Closed paulshuker closed 2 months ago

paulshuker commented 4 months ago

Interface:

Not much will change about how the notebook is interfaced. You create a new notebook or load in an existing notebook by doing

notebook = Notebook(“path/to/notebook”)

You create a new notebook page that does not exist in the notebook already (new_page = NotebookPage(“page_name”)). You add variables to the notebook page (new_page.variable_0 = “data”), then you add the notebook page to the notebook (notebook += new_page), at which point the notebook automatically saves itself with the new page to disk.

Structure:

The idea is that the notebook will become the only thing that is made during a pipeline run inside of the output directory, except for the pipeline.log to record outputs and timings.

The notebook will have a new structure. It will become a directory and have the structure:

notebook/ ├─ metadata.json ├─ page_0/ │ ├─ metadata.json │ ├─ small_variable_0.json │ ├─ small_variable_1.json │ ├─ small_variable_2.json ├─ page_1/ │ ├─ metadata.json │ ├─ large_array.zarr/ │ ├─ small_array.npz …

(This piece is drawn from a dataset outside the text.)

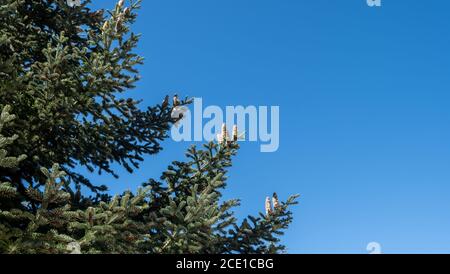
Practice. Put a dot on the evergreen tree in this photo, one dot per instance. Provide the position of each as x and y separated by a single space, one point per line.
63 71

I think a .json or a .txt file is a good candidate for storing small variables like strings and lists because a user/developer can just open these files in a text editor and see exactly what value the variable has. It is just more convenient than having to do from coppafish import Notebook; nb = Notebook(“path/to/notebook.npz”); print(nb.page_name.variable_name) to see a simple value.

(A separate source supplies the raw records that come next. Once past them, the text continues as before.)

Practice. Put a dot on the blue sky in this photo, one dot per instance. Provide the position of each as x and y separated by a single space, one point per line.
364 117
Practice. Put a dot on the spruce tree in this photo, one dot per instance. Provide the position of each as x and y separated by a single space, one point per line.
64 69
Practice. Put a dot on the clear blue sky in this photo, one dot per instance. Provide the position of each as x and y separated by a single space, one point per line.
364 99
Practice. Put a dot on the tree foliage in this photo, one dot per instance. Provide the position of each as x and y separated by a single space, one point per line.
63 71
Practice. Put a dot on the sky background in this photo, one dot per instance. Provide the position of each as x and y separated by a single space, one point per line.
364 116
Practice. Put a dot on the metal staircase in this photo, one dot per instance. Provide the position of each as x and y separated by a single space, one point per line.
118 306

Like before, there will be a dictionary of page names (“extract”, “filter”, …) each one containing a dictionary of variable names (“use_tiles”, …) that each page contains. This information has been stored in a json file in the past called notebook_comments.json. I am going to make this programmatic instead by putting it inside a python script. The dictionary of variable names will contain a description for each variable (this already exists) but it will also have a datatype associated with it (this already exists but only for documentation purposes). I will use the datatype to decide how to save each variable. For example, numpy array variables will be saved as .npz compressed files, “zarr” specified will be saved as zarr arrays which has the advantage of being memory mapped (lazy loaded) so that any large arrays do not hog up all the RAM (like optical flow results). Unlike before, if a variable is added with the wrong type, like you add a zarr array to a variable expected to be of type “numpy array”, it will crash. Like before, any variable not in the variable dictionary that tries to be added to a page will cause a crash. Like before, there is an error if a notebook page is attempted to be added to a notebook which does not have all the variable names filled in.

Config:

In the alpha 0.10.4, the notebook would have some perception of the config built in to it. We will keep some of this functionality. The notebook, when first created, must be given the path to the config file. The notebook will then store all config variables within itself. Then, if the config file ever changes, a warning will be given to the user that it has now changed whenever a new notebook page is added to the notebook. This method will require the config file to not move location during a pipeline run, but I do not think any user will ever do that!